In Vanity Fair’s intense enquiry regarding the potential offence caused to the Finches, Burroughs declares:
‘This is my story […] It’s not my mother’s story and it’s not the family’s story, and they may remember things differently and they may choose to not remember certain things, but I will never forget what happened to me, ever, and I have the scars from it and I wanted to rip those scars off of me.’
Here, Burroughs touches upon an idea that concludes David Sexton’s article, that is: ‘Any recreation of a story is bound to be more or less a misrepresentation, however much it aims for fidelity.’

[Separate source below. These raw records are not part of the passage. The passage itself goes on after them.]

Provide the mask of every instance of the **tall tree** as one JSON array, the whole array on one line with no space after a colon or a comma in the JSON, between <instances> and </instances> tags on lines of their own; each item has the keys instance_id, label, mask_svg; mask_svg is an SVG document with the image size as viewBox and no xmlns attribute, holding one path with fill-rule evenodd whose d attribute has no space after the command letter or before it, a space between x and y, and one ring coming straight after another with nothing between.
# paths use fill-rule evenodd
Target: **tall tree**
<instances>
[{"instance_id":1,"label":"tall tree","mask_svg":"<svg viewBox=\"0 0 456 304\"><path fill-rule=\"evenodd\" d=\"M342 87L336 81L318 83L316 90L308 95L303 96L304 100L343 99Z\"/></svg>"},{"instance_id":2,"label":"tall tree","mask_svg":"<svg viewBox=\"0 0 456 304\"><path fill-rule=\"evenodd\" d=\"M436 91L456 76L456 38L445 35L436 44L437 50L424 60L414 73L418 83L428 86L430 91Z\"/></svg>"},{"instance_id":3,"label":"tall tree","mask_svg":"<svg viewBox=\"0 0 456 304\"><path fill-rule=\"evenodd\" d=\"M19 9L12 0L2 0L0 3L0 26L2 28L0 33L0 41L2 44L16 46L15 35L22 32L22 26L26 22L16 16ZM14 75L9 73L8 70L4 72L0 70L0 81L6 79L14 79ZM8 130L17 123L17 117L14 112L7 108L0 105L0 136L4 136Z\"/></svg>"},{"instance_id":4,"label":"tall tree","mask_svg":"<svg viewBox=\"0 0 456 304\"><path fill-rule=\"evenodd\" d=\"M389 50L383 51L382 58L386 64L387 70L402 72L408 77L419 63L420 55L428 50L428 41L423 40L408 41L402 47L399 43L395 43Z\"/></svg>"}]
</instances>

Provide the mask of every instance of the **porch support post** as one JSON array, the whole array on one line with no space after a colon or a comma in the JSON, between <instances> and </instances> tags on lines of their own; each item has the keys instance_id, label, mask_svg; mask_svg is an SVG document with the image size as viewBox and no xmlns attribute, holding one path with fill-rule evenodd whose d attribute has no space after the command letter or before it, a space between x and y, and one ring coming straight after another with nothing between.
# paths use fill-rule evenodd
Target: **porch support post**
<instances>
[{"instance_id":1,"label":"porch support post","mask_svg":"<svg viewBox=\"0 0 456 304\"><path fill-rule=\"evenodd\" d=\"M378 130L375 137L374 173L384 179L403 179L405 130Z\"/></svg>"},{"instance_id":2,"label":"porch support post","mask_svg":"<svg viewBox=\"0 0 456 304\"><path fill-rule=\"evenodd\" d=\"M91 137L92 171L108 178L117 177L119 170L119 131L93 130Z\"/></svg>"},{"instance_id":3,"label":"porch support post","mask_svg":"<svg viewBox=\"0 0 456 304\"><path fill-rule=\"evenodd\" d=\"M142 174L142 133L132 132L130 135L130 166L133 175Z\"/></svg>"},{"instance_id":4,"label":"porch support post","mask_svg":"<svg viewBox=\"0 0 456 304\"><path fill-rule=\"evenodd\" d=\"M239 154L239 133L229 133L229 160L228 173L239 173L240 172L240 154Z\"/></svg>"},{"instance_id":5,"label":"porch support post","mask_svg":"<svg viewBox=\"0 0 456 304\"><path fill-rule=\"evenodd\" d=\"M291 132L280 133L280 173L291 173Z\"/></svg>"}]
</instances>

Lena Dunham’s Provocative Confessions
Needless to say, it’s a question of interpretation and perspective – something that applies to readers as much as it does to writers. It was impossible to avoid being sucked into the media scandal that surrounded Lena Dunham after the release of her memoir last September, in which she reveals the questionable intimacy of her childhood relationship with her younger sister, Grace. Dunham was accused of assault as the press clung on to the descriptions of her exercised sexual curiosity in outrage. However, although Dunham was undoubtedly out of line in casually comparing herself to a ‘sexual predator’ during an attempt at a quippy joke, it might be a step too far to accuse her seven-year-old self of sexual exploitation. For those who have seen Dunham’s popular TV series, Girls, her memoir, Not That Kind of Girl, is merely an extension of her brash and confrontationally honest persona. It’s curious that Dunham’s ability to tell the truth, which was a refreshing revolution in television, seems to have brought her downfall on the page. But if Dunham hasn’t changed, maybe the discomfort surrounding her memoir isn’t her problem, but rather, ours. Would we be any less outraged if she’d concealed the truth and offered us an idealised, predictable version of her life?
We love Dunham’s blunt humour, providing that she leaves out the awkward confessions; we’re happy for Burroughs to exploit his adopted family, until we learn that they’re filing a lawsuit; and we’re inspired by Stephen Hawking’s remarkable story, but only if you leave out the heartbreaking details of his illness. To echo Sexton’s argument, it seems we’re a little childlike in our desire for the truth, demanding to know everything and then crying ambush upon the revelation that our pet rabbit wasn’t sent to live on a farm, but actually died a grizzly death at the jaws of a city fox. But if we’re not ready to confront the truth in all its ugly details, perhaps we should offer a little lenience to those who attempt to fluff out the timelines with a little light-hearted fun.
Anderson, Sam, ‘The Memory Addict’ in New York Magazine, April 2008.
Bissinger, Buzz, ‘Ruthless with Scissors’ in Vanity Fair, January 2007.
Sexton, David, ‘Just because a movie is a biopic doesn’t mean it will all be true.’ The Evening Standard, January 2015.